The Japanese expression ' Tsundoku ', for example, refers to book hoarders who buy books but do not read them; They just accumulate them. Denise Goshima remembers one that caught her attention: ' enrio ', the custom of not taking the last bite from a tray at a meeting out of courtesy, hoping that someone else will do it. And also one that he used and that he now misses in Spanish: daijoubu (which can be used to say that you don't need help, or to ask if someone who has fallen is okay).

Japanese is, in itself, a language full of culture, not to mention haikus , origami , ikebana , Japanese illustrations, ceremonies and religions. Currently, there are many ways to approach it through blogs such as Gambateando (by Peruvian Roberto Galarza), with videos that help you with pronunciation and in books such as Japanese in vignettes , by Spanish Marc Bernabé.
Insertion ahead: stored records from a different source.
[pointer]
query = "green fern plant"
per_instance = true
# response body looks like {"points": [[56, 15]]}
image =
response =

There are different ways to study Japanese. Left: book with conventional method. Right: cover of the book Japanese in vignettes , by Marc Bernabé.


teach japanese

Professor Ana Takahashi during a Japanese class at APJ. (Photo: Javier García Wong Kit)

Ana Takahashi is a Japanese teacher at the Peruvian Japanese Association and believes that manga, anime and J-pop, as well as the internet, help students learn more about nihongo and learn it faster. “A Japanese student who is not interested in these topics will be at a disadvantage compared to his or her classmates,” he says, pointing out that to understand a language you have to understand its culture.
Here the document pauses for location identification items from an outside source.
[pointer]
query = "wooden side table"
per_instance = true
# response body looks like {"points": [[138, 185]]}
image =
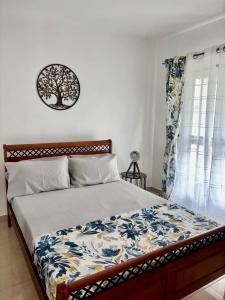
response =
{"points": [[138, 178]]}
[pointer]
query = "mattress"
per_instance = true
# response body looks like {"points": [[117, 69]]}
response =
{"points": [[50, 211]]}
Traveling to Japan is another recommendation he makes for those who want to master the language. Being a tourist is not the same as living in the country, studying and working. With the latter, you get to know more about the idiosyncrasies of the Japanese, in aspects such as punctuality and the labor relationship. “You have to live the language,” he says. Therefore, in class he always makes the students talk. From the lowest level, all classes are in Japanese.

“Sometimes we go out in groups and practice real situations on the street,” says sensei Ana, who shares aspects of life in Japan with her students as part of her classes. He teaches them, for example, what a furuhon'ya is, a chain of second-hand book stores that abound in that country. “They have up to seven floors and you can find manga collections at a good price.” Living the language is spreading that enthusiasm for a country in which they never stop dreaming.

© 2016 Javier Garcia Wong-Kit

Japanese languages Peru
About the Author

Javier García Wong-Kit is a journalist, professor, and director of Otros Tiempos magazine. Author of Tentaciones narrativas (Redactum, 2014) and De mis cuarenta (ebook, 2021), he writes for Kaikan, the magazine of the Japanese Peruvian Association.